弁護士でありながら伊藤塾を主宰する塾長の伊藤真さん。数々の塾生を法曹界に送り出すとともに、“憲法価値”の実現を目指す伝導者として、活躍されています。「人は皆同じ。人は皆違う」という伊藤さんの原点、日本国憲法に人類の叡智を見いだした学生時代など、歩みを振り返りながら、その想いを伺ってきました。

正解のない問いに 自らの頭で考え行動する


――伊藤塾を立ち上げられてちょうど20年になりますね。


伊藤真氏: 95年の立ち上げでしたが、あっという間でしたね。伊藤塾では、真の法律家、真の行政官の育成をおこなっています。司法試験に限らず、受験とは、その合格・不合格それ自体に意味があるわけではなく、どういう努力をして自分を成長させたか、それを生かして次に何に挑戦するのかが重要だと考えています。私はこの塾で、不合格になった人でも満足してくれる講義を、という想いでやっています。

司法試験には合格しなかった場合、その他の道としてビジネスパーソンや公務員、あるいは主婦など、皆さん別の道へ進みます。その時に、ここで学んだPDCA(Plan Do Check Act)の手法を鍛えていけば、時間管理、プロジェクト管理、モチベーションの維持、そしてスランプの克服などあらゆることを、別の道に進んでも生かすことができます。

法律の勉強の過程を通じて、身に付けてほしいのは、原発やTPP、消費税や集団的自衛権というような、何が正解なのか分からない問題に対して、自分の頭で考えて答えを創り出す力です。そしてその創り出した答えを、事実と論理と言葉で説得する。その技術を身に付けることが法律を学ぶことで、条文暗記とか、試験に出る範囲をひたすら暗記することではないのです。ですから、ここ伊藤塾は、この国を担っていく人づくりの場として「塾」とつけたのです。

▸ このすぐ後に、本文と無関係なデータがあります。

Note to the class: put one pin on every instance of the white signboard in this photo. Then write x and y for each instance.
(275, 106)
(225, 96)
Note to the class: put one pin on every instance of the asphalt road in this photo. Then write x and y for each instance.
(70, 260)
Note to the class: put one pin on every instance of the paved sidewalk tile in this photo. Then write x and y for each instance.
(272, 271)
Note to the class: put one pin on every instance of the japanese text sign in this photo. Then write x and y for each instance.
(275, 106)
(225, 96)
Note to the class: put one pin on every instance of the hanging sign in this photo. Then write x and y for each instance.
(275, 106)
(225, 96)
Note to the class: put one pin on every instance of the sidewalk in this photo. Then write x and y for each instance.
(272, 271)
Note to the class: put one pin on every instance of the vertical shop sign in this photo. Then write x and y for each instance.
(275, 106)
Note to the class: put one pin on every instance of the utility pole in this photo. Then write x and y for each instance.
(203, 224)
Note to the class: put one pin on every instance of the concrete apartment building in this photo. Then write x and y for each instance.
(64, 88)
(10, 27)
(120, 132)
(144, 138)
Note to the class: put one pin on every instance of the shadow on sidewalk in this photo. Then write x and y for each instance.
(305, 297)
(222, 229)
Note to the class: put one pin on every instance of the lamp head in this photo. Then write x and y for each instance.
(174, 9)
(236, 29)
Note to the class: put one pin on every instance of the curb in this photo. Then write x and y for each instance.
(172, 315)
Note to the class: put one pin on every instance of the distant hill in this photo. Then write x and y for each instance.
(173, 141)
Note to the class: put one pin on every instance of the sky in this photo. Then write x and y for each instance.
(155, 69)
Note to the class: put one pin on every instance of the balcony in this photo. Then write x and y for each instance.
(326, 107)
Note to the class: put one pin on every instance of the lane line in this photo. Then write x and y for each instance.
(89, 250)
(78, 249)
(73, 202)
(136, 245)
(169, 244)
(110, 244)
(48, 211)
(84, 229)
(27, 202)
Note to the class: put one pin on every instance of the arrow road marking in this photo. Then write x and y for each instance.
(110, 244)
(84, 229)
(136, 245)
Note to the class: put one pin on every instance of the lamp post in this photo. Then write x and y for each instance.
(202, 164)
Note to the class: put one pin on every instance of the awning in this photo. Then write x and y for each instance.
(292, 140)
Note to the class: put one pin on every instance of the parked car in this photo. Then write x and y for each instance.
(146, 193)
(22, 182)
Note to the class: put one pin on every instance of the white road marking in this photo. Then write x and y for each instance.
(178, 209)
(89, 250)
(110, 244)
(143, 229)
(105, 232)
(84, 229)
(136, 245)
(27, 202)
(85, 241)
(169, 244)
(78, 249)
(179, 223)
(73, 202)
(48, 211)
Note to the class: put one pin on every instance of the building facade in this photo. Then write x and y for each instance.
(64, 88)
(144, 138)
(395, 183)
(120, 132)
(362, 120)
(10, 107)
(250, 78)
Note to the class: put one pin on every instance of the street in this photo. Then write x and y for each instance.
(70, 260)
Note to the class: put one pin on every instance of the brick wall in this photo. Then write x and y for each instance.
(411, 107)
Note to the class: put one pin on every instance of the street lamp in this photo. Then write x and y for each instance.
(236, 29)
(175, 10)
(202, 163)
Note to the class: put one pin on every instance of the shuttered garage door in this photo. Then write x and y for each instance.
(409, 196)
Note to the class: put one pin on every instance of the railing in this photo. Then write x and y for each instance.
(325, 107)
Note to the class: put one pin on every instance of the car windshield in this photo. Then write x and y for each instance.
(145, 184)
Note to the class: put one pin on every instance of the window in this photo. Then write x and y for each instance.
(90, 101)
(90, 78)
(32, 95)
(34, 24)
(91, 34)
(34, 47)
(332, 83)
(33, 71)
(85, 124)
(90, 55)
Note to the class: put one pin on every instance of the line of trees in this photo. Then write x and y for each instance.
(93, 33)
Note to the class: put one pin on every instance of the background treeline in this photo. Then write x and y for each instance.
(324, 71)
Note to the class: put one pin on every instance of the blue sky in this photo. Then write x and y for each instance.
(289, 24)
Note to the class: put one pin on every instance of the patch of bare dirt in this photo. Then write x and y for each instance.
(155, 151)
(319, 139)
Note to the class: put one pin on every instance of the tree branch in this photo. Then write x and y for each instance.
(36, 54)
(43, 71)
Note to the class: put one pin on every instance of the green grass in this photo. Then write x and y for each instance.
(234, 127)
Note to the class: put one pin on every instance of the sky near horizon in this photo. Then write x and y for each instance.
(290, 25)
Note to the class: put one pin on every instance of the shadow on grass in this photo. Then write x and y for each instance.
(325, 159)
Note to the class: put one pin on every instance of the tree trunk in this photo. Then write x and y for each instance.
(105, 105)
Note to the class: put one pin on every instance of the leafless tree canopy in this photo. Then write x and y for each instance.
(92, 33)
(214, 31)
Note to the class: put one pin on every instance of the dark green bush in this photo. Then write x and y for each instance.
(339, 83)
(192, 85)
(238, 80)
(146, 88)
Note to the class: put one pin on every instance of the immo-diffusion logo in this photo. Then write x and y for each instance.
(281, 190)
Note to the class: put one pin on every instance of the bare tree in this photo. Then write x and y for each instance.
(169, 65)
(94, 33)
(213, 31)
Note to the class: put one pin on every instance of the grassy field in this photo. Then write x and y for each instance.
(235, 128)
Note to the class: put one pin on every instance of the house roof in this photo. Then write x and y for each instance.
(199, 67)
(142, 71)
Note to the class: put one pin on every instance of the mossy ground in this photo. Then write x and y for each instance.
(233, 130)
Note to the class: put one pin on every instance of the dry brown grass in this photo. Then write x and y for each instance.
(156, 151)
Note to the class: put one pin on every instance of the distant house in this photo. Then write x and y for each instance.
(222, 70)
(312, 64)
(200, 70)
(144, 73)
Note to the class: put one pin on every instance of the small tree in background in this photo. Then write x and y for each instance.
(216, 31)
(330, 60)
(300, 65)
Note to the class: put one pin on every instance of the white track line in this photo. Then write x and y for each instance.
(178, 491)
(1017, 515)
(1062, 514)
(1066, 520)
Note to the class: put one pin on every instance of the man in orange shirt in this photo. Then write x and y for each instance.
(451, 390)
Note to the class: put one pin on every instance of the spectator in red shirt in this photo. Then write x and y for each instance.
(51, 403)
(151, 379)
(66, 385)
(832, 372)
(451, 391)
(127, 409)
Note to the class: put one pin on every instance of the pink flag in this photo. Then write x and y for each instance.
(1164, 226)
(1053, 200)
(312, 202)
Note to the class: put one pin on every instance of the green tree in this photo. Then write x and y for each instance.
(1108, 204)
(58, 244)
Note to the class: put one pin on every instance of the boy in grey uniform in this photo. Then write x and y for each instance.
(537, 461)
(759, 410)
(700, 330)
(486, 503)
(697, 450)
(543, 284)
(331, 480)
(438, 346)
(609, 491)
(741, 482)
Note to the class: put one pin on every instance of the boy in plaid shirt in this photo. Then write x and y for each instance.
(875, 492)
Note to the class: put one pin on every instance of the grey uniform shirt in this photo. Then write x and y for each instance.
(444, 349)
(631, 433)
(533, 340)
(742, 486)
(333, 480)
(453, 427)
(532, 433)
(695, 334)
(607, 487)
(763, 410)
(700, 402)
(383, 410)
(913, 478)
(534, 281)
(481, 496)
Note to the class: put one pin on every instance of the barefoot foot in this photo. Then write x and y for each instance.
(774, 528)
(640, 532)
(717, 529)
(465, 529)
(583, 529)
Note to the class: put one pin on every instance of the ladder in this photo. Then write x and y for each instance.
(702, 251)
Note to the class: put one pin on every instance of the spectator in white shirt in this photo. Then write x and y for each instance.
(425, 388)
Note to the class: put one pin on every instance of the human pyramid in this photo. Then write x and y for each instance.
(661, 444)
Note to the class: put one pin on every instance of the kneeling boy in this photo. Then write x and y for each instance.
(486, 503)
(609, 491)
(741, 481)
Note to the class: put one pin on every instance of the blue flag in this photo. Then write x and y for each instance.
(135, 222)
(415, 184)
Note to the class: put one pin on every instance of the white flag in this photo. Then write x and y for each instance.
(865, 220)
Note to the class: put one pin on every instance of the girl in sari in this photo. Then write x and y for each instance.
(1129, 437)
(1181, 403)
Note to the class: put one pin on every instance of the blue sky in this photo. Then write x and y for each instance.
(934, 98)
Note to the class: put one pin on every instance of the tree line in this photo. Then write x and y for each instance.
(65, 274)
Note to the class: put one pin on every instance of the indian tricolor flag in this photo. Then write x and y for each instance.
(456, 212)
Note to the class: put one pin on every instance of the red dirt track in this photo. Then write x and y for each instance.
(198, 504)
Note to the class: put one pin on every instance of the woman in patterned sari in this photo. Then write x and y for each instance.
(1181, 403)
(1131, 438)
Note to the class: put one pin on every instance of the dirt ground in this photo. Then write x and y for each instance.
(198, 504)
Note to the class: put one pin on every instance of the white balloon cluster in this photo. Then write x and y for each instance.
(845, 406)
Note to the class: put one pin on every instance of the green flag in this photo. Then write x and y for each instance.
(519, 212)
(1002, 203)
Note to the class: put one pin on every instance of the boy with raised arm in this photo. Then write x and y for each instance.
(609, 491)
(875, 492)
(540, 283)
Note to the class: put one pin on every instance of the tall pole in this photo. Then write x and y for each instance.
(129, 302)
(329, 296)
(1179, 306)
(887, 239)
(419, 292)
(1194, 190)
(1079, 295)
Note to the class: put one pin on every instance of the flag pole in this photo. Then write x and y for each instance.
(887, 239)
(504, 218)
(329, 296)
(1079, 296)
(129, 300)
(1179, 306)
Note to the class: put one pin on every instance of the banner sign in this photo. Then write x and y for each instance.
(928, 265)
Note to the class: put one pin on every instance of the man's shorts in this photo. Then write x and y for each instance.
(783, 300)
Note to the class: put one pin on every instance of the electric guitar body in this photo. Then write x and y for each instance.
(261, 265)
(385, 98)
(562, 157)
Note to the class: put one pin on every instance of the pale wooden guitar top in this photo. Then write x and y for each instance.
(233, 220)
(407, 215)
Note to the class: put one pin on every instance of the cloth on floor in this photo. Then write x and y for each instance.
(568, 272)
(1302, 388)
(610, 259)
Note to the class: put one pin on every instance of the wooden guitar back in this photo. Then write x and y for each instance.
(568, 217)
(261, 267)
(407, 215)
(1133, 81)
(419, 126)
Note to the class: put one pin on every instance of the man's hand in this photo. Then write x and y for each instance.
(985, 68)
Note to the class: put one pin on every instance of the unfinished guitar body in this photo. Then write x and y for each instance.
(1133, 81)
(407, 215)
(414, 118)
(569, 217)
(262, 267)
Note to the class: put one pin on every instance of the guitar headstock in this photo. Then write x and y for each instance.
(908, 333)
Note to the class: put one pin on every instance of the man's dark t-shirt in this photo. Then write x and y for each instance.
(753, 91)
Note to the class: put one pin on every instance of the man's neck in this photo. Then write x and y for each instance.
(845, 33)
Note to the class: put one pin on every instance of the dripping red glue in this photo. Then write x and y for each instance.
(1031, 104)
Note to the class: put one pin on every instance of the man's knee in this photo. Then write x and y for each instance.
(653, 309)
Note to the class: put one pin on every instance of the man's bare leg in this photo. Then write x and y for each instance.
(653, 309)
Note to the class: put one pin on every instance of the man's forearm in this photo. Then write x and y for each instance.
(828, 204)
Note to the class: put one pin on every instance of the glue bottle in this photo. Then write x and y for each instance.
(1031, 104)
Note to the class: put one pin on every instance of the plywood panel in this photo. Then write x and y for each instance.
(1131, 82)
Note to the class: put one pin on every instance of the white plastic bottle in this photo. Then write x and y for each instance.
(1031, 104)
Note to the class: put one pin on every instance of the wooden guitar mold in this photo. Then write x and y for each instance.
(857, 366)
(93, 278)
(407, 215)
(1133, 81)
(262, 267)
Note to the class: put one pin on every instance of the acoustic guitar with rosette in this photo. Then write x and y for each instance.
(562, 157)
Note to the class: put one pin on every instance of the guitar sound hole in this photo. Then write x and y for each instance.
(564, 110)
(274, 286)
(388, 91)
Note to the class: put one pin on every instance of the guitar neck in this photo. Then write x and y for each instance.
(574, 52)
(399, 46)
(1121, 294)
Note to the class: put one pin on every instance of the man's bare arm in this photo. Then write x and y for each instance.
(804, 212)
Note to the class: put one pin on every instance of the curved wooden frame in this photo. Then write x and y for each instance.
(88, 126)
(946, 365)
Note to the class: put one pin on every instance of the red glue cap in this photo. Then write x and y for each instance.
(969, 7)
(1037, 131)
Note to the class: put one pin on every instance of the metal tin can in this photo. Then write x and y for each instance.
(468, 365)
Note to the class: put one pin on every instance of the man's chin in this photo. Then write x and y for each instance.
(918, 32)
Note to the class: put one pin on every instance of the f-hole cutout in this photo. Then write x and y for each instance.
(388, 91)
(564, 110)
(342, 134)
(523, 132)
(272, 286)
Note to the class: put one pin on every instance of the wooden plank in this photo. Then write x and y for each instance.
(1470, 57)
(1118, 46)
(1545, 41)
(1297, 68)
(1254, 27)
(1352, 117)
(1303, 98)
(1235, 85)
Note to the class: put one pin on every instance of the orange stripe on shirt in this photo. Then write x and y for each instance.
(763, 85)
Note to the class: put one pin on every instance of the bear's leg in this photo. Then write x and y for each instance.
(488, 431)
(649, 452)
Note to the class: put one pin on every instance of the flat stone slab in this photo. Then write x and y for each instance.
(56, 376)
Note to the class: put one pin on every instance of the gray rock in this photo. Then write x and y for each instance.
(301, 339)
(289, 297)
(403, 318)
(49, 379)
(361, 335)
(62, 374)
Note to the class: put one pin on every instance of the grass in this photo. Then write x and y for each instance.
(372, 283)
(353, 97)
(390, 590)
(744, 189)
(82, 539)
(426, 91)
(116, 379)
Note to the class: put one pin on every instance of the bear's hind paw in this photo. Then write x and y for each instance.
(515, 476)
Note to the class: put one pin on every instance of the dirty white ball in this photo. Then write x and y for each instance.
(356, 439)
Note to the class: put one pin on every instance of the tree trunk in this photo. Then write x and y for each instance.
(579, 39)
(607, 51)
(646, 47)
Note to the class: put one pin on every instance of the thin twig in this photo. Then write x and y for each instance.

――社会人材学舎では「ミドル・シニア向け」に開講されています。


伊藤真氏: 法曹養成、行政官の養成から少し広げ、明治大学の経営学者の野田稔先生と一緒に、社団法人としてすべてのビジネスパーソンのためのキャリア成長に関する塾を立ち上げました。受講生の皆様には、学び、ご自身の内面を変えることによって、新しい活躍のフィールドを広げていただきたいと思っています。

現在は様々な年齢層に向けて種々の講座を提供していますが、まずはミドル・シニア向けの講座から始めました。老後の生活は、年金だけでは困難で、生きていくだけでも大変な時代になります。60歳定年後の人生を考えた時に、第二の人生を悠々自適に送ることができる人は、ごくわずかです。ほとんどの人が、40代、50代のうちに、シニアになってからの働き方を考えなくてはいけない時代になっています。そういう皆さんに、学びなおしていただき、第二、第三の人生を社会貢献をしながら有意義に過ごしていけるようにしていただきたいと思っています。法律よりも自分の可能性を再発見しての学習・学びということを中心にやっています。

国籍、人種、宗教 さまざまな“ひとくくり”の危険性


――結果もさることながら、学んだ「過程」が生きてくるのですね。


伊藤真氏: 私自身も、憲法に出会うまでは夢や目標を少しずつ変えながら、人生を歩んできました。小学生のころ、放送部に所属していたのですが、電気関係をいじくるのが好きで、秋葉原に毎週通っては部品を買い、自分でラジオを作ったりしており、将来は技術者になりたいと思っていました。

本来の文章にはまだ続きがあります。